In den vergangenen 22 Jahren sei es nur einmal vorgekommen, nämlich 2009, dass eine italienische Regierung mehr Geld ausgegeben habe, als reingekommen sei. "Wenn wir trotzdem jeweils ein Budgetdefizit hatten, dann hing das nur an den Zinsen, die wir für unsere Schulden bezahlen mussten", so Conte, und die habe man aus einer Zeit geerbt, als in Italien noch mit der Lira bezahlt worden sei.
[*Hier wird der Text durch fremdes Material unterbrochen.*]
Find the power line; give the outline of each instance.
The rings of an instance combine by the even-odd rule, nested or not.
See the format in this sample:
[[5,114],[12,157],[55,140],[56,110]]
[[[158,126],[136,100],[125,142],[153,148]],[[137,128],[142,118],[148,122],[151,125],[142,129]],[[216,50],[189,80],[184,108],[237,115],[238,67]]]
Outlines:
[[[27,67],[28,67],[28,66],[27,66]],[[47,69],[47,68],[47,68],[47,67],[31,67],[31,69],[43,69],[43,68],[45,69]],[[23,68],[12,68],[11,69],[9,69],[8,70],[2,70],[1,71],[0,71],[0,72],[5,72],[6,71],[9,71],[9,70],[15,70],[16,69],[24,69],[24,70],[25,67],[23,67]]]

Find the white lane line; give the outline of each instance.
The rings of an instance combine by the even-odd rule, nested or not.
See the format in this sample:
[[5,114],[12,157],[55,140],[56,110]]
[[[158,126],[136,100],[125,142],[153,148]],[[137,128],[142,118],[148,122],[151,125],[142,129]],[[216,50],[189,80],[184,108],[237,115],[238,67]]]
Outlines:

Italien bediene seine Schulden immer pünktlich.
In Fachkreisen sei bekannt, dass Italien ein sehr verlässlicher Zahler sei, "ich würde sogar sagen: ein exzellenter Zahler". Außerdem, und auch das werde ständig vergessen, sei Italien wie Deutschland ein Nettozahler der Union. Der Verdruss über Europa in weiten Teilen der italienischen Bevölkerung rühre daher, dass sich ausgerechnet jene Länder zögerlich zeigten dabei, Europa "groß zu denken" und solidarisch zu sein, die am meisten von der Union profitierten.
Dazu gehörten auch die Niederlande. Mit ihrem "Steuerdumping" lockten sie Tausende internationale Großkonzerne ins Land. Für andere EU-Länder sei der Steuerausfall dadurch groß. Es dürfe sich deshalb keiner als Klassenbester fühlen, "es gibt keinen Klassenbesten". Das Gebaren sei fehl am Platz, "vor allem jetzt". In Italien sind bisher mehr als 23.000 Menschen an oder mit Covid-19 gestorben.
Dank drastischer Maßnahmen ist es der Regierung gelungen, einen drohenden Kollaps des nationalen Gesundheitssystems zu verhindern. Seit bald zwei Wochen geht die Anzahl belegter Intensivbetten in Italien stetig zurück und liegt nun unter 3.000. Damit ist die ärgste Gefahr fürs Erste gebannt.
Der Lockdown dauert noch mindestens bis zum 4. Mai. Bereits etwas früher und unter strengen Auflagen sollen einige Wirtschaftssektoren wieder öffnen. Conte sagt, er schlafe wenig in diesen Zeiten, die Bürde der Verantwortung drücke schon sehr schwer.